(CNN) -- Two Minnesota state lawmakers said Friday that they have reached a deal to compensate victims of the Interstate 35 bridge collapse that killed 13 people in Minneapolis last year.
Thirteen people were killed and dozens were injured in last year's collapse in Minneapolis, Minnesota.
State Sen. Ron Latz and state Rep. Ryan Winkler told CNN Radio that the deal totals $38 million and will be presented to the Legislature for approval.
Latz said the deal would expedite compensation to victims who chose to take their portion of the settlement and waive their right to sue the state.
The plan addresses a key sticking point in negotiations: preserving a state liability cap on awards to individual victims, Latz said.
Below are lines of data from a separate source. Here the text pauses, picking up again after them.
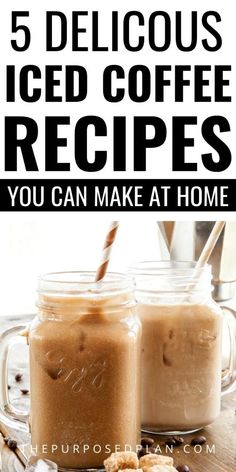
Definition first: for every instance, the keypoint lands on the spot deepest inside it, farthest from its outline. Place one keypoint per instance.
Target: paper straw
(169, 230)
(208, 248)
(107, 248)
(210, 244)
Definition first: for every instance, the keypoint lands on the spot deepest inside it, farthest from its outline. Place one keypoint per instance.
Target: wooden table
(217, 455)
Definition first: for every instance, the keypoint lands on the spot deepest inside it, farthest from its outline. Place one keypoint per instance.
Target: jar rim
(83, 282)
(171, 276)
(158, 266)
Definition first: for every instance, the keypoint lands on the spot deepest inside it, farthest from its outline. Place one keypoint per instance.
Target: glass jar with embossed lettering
(84, 369)
(182, 377)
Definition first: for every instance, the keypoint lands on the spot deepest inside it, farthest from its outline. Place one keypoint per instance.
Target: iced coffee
(181, 348)
(85, 363)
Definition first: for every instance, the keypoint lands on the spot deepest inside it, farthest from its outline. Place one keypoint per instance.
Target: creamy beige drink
(181, 346)
(85, 391)
(181, 366)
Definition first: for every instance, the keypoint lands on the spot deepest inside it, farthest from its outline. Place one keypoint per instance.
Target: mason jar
(84, 369)
(181, 346)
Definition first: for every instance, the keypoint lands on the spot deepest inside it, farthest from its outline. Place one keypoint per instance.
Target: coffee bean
(171, 442)
(198, 440)
(11, 443)
(145, 441)
(18, 377)
(178, 440)
(142, 452)
(183, 468)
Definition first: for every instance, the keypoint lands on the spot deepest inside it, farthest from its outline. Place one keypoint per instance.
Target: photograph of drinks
(117, 345)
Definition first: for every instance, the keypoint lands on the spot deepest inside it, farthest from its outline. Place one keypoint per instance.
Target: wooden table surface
(218, 454)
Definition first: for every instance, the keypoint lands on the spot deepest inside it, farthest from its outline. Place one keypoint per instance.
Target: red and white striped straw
(107, 248)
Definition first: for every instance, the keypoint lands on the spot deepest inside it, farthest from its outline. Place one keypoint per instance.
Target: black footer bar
(117, 195)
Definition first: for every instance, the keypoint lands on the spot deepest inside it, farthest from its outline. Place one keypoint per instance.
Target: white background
(34, 243)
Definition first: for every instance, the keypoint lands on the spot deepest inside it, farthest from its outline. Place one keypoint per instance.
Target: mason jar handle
(228, 380)
(10, 415)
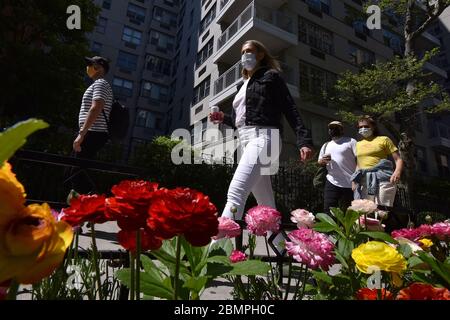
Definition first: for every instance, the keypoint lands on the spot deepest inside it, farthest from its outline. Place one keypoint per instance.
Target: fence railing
(273, 17)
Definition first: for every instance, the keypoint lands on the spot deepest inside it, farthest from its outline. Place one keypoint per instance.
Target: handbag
(320, 176)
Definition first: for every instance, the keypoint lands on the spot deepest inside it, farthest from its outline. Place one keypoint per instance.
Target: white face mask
(248, 61)
(366, 132)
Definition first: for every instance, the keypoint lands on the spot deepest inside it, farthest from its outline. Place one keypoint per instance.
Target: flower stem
(297, 286)
(177, 269)
(95, 261)
(271, 267)
(132, 275)
(138, 264)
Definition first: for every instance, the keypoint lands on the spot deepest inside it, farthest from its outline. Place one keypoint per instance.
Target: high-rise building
(314, 39)
(173, 59)
(152, 50)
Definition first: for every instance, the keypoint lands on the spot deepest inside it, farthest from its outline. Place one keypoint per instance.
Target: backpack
(119, 121)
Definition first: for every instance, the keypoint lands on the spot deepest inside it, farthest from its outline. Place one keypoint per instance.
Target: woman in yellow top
(375, 178)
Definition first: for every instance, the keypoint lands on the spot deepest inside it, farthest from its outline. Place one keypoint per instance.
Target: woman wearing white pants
(257, 109)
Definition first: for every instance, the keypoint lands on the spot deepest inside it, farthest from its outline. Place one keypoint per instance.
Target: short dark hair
(371, 121)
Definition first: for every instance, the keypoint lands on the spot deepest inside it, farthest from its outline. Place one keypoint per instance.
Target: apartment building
(315, 40)
(149, 45)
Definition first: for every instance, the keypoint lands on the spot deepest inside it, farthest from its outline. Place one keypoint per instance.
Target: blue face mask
(248, 61)
(366, 132)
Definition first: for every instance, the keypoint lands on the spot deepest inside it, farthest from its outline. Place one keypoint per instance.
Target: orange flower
(32, 242)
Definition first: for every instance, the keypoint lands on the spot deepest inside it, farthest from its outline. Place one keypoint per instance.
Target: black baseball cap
(98, 60)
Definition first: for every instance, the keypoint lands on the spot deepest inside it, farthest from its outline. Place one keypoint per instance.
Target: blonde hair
(267, 61)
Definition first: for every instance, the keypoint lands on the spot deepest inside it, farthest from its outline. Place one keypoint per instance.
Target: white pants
(260, 148)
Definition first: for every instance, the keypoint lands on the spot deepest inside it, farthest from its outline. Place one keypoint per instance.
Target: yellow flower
(426, 243)
(375, 255)
(32, 242)
(12, 194)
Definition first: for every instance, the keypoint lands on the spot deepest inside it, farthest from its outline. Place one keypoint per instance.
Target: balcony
(229, 9)
(272, 27)
(439, 72)
(225, 85)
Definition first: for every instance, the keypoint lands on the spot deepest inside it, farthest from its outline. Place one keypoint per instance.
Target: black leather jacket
(267, 98)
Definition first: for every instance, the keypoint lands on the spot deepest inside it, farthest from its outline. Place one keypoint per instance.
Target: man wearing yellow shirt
(375, 177)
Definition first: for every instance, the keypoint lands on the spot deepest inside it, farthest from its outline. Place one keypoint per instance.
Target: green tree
(393, 92)
(41, 62)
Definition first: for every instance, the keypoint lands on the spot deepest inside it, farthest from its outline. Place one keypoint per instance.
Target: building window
(393, 41)
(166, 19)
(127, 61)
(101, 25)
(201, 91)
(96, 47)
(162, 41)
(205, 52)
(136, 13)
(314, 82)
(360, 56)
(206, 21)
(148, 119)
(158, 65)
(122, 87)
(315, 36)
(131, 35)
(154, 91)
(106, 4)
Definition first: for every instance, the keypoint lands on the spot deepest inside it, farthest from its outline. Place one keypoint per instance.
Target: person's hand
(305, 154)
(395, 178)
(77, 143)
(216, 117)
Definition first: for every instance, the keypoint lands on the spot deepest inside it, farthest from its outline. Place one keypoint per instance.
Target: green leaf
(341, 259)
(221, 247)
(151, 268)
(345, 247)
(169, 261)
(441, 269)
(340, 216)
(380, 236)
(196, 283)
(249, 268)
(326, 218)
(15, 137)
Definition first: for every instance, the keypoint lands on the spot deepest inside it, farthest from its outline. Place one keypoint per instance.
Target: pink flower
(227, 229)
(441, 230)
(237, 256)
(261, 219)
(366, 206)
(302, 218)
(372, 224)
(311, 248)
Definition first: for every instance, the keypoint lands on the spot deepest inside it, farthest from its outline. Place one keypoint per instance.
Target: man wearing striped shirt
(94, 112)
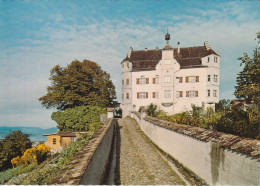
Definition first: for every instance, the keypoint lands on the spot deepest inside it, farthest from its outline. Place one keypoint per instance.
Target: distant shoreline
(35, 133)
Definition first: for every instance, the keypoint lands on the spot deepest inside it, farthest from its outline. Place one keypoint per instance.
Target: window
(179, 79)
(197, 78)
(215, 93)
(192, 93)
(147, 81)
(142, 80)
(142, 95)
(155, 95)
(215, 78)
(167, 62)
(167, 79)
(157, 80)
(54, 141)
(179, 94)
(191, 79)
(216, 59)
(167, 93)
(208, 78)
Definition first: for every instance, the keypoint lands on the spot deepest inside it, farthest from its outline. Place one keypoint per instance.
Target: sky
(37, 35)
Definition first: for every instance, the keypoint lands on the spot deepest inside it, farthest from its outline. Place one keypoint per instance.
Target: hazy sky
(36, 35)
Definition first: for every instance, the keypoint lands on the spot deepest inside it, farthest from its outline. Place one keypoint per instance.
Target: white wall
(211, 163)
(168, 66)
(97, 166)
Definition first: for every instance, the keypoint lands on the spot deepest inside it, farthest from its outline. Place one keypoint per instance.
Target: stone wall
(88, 166)
(215, 157)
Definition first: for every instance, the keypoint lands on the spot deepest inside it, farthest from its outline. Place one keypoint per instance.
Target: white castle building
(171, 78)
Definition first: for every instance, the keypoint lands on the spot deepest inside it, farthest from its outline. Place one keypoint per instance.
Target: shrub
(10, 173)
(33, 155)
(239, 122)
(81, 118)
(13, 145)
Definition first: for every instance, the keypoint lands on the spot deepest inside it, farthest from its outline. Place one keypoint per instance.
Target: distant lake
(35, 133)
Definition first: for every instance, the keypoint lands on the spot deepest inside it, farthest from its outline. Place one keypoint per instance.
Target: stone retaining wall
(88, 166)
(216, 157)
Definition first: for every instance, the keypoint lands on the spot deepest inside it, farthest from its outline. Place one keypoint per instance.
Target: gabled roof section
(146, 60)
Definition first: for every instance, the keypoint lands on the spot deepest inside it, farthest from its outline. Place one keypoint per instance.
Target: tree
(82, 118)
(248, 80)
(13, 145)
(78, 84)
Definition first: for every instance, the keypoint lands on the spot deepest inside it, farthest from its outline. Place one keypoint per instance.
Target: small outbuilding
(60, 140)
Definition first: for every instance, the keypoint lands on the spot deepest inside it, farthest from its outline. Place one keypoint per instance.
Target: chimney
(206, 44)
(179, 49)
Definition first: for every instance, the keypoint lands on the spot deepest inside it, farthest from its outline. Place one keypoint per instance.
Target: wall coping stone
(247, 146)
(72, 173)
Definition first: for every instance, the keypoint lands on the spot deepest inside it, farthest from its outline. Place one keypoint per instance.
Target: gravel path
(139, 161)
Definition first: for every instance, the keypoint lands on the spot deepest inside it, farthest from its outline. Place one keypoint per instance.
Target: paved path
(139, 161)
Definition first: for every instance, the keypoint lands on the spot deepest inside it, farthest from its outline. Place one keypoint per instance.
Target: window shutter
(147, 80)
(187, 93)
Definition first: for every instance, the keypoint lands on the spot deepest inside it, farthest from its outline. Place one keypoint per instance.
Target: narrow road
(138, 161)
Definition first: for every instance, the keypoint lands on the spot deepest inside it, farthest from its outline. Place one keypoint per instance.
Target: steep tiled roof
(148, 59)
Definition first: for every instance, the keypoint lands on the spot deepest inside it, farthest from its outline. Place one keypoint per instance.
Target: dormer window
(216, 59)
(142, 80)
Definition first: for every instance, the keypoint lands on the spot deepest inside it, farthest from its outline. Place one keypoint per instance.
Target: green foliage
(69, 152)
(40, 176)
(248, 80)
(10, 173)
(78, 84)
(227, 119)
(82, 118)
(223, 106)
(239, 122)
(152, 110)
(14, 144)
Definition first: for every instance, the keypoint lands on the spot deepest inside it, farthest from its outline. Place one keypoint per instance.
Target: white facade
(170, 85)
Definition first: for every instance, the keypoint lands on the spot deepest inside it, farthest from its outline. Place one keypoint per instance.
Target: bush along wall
(81, 118)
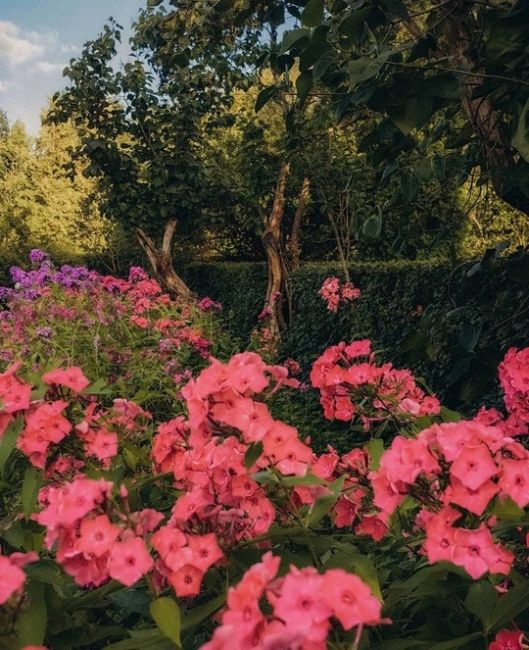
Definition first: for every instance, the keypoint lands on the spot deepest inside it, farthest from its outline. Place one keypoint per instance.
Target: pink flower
(186, 581)
(514, 481)
(300, 604)
(204, 550)
(14, 394)
(351, 600)
(475, 501)
(476, 552)
(473, 466)
(129, 561)
(97, 536)
(508, 640)
(72, 378)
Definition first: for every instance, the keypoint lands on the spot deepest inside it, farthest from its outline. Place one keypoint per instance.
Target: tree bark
(271, 239)
(486, 122)
(161, 261)
(295, 246)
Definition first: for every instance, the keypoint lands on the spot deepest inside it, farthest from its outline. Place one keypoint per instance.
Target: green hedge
(451, 326)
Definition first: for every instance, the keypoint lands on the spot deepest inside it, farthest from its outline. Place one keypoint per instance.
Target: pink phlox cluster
(334, 293)
(347, 375)
(300, 608)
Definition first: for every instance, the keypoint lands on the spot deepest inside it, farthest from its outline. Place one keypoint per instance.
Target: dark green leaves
(9, 440)
(166, 615)
(292, 38)
(520, 139)
(304, 85)
(30, 487)
(312, 15)
(33, 619)
(396, 8)
(264, 96)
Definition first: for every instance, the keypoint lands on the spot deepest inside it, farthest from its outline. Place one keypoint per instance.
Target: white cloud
(49, 68)
(70, 49)
(17, 48)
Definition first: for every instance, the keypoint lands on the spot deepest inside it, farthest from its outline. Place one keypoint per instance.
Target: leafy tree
(450, 72)
(141, 126)
(41, 205)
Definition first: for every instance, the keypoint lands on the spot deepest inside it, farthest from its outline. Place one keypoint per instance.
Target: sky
(37, 40)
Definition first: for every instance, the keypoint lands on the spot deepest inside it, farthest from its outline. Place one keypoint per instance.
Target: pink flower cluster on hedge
(302, 604)
(334, 293)
(352, 385)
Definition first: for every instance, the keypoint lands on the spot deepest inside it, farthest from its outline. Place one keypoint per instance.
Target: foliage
(141, 126)
(433, 74)
(451, 326)
(128, 530)
(43, 205)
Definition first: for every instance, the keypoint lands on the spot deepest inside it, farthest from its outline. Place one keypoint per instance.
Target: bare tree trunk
(161, 261)
(485, 121)
(295, 246)
(271, 239)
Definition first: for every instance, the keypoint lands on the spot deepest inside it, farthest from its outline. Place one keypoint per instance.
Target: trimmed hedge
(451, 326)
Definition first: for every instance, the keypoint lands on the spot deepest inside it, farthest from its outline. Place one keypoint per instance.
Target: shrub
(450, 326)
(127, 529)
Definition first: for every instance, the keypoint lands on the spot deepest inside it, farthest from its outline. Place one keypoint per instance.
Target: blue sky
(38, 38)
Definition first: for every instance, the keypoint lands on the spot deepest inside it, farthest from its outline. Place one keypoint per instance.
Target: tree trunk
(271, 239)
(295, 246)
(161, 261)
(485, 121)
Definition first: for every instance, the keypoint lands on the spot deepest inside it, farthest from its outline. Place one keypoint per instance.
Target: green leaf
(199, 614)
(323, 63)
(363, 69)
(152, 639)
(412, 113)
(264, 96)
(481, 599)
(510, 605)
(352, 23)
(98, 387)
(396, 8)
(254, 452)
(291, 38)
(520, 140)
(132, 600)
(30, 487)
(347, 557)
(304, 85)
(372, 227)
(447, 415)
(9, 440)
(312, 15)
(456, 643)
(505, 508)
(400, 644)
(325, 503)
(376, 449)
(32, 621)
(166, 615)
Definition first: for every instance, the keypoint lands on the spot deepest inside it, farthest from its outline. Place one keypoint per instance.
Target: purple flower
(38, 257)
(5, 293)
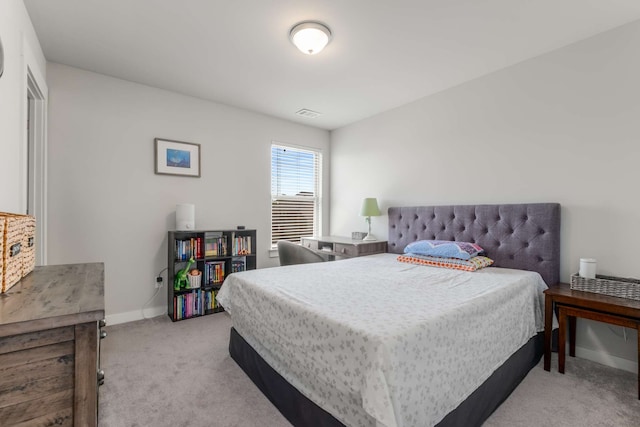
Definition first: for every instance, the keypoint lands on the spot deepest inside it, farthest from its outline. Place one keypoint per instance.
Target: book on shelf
(238, 265)
(214, 272)
(187, 305)
(215, 246)
(240, 245)
(188, 248)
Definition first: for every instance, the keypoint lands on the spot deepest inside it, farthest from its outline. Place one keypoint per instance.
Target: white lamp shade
(370, 207)
(185, 217)
(310, 37)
Winkler said victims will be able to collect up to $400,000 and people whose damages exceed $400,000 will be able to pull from a supplemental pool of more than $12 million.
"There are a 182 potential claimants out there," Winkler said. "There were 13 dead, and there were 12 catastrophic injury cases."
Gov. Tim Pawlenty said he would welcome the deal for survivors and relatives if the Legislature approves it.
"I look forward to signing this legislation into law," Pawlenty said in a statement. "It provides needed relief and support for victims and family members directly impacted by the I-35W bridge tragedy. I'm pleased that Senator Latz, Representative Winkler, my office and others were able to work together to craft this legislation."
The bridge collapsed during afternoon rush hour August 1, sending dozens of cars tumbling into the Mississippi River. Photos of the scene showed cars, trucks and a school bus lingering on the bridge's uneven remnants.
The National Transportation Safety Board is investigating why the bridge collapsed. In January, NTSB Chairman Mark Rosenker said investigators studying the bridge found that 16 gusset plates, which strengthen the junctions of steel beams, were fractured.
The bad gussets were found at eight joints in the main center span.
"When one element began to fail, it's like dominoes falling down," Rosenker said.
But he emphasized, "We have not yet determined the probable cause of this accident."